From mappings to impact assessments
The flow above leads us nicely to a tool that data controllers are encouraged to produce: Privacy Impact Assessments or PIAs. In the words of the of the Information Commissioner’s Office (ICO):Privacy impact assessment (PIA) is a process which helps an organization to identify and reduce the privacy risks of a project. An effective PIA will be used throughout the development and implementation of a project, using existing project management processes.
A PIA enables an organization to systematically and thoroughly analyze how a particular project or system will affect the privacy of the individuals involved.
Indeed, under the GDPR, a DPIA (Data Protection Impact Assessment) is legally required. Which is in fact just a PIA.
The key aspects of the DPIA get us closer to answer the simple ‘back to basics’ questions we posed at the start is this article. A DPIA is designed to help us:
- Identify the types of personal information that will be collected
- Specify how it is collected, used, transmitted and stored
- How and why it can be shared and to whom
- How it is protected from inappropriate disclosure at stage of use
A three-staged approach
So to bring this all together — just where is my data? We’ve suggested a series of context-driven mapping exercises and impact assessments, useful tools no doubt, but they can be put together in a systematic iterative lean model. Let’s travel through your system to and from every endpoint, whether it’s a user screen, batch input, API endpoint and so on.
- Create representative end-to-end behavior flow for a journey
- Create information maps that show the data ownership, accountability, access, location, storage and transport requirements
- Conduct a PIA for every step of the journey
One common failure with IT systems is known as configuration drift, where small changes, near-term decision-making, and fire-fighting often result in the system irrevocably moving from its last steady state. The same is true for compliance checks. So it’s important to use this approach on an ongoing basis to make subsequent audits easier to take in your stride.

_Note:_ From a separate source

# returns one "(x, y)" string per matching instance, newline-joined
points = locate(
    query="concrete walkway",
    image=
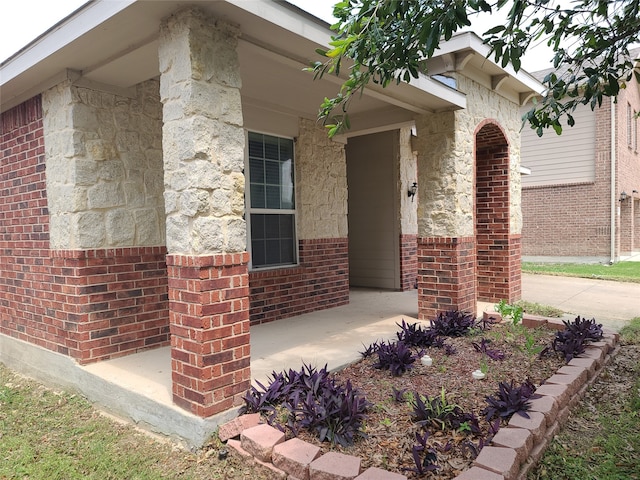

For the greatest success, this model needs to be approached with a transformation mindset. Investigating all the flows, maps and using impact assessments will give you a deeper understanding of your systems; it will also make it obvious where improvements can be made. By asking ‘Dude, where’s my data?’ you might just alight on the perfect opportunity to schedule iterative improvement overall.
Most company leaders realize that transformation is imperative to survival. Yet, many we speak to fail to grasp that transformation itself is unending, change is constant. Testing and learning are the only way to navigate the fast pace of technological and business change. Folks that create plans that describe a desired end state and a series of stages to reach that will find that this is the IT equivalent to the crock of gold at the end of the rainbow. The closer you get the further it moves away.
Plan for change. Not destinations.
Disclaimer: The statements and opinions expressed in this article are those of the author(s) and do not necessarily reflect the positions of Thoughtworks.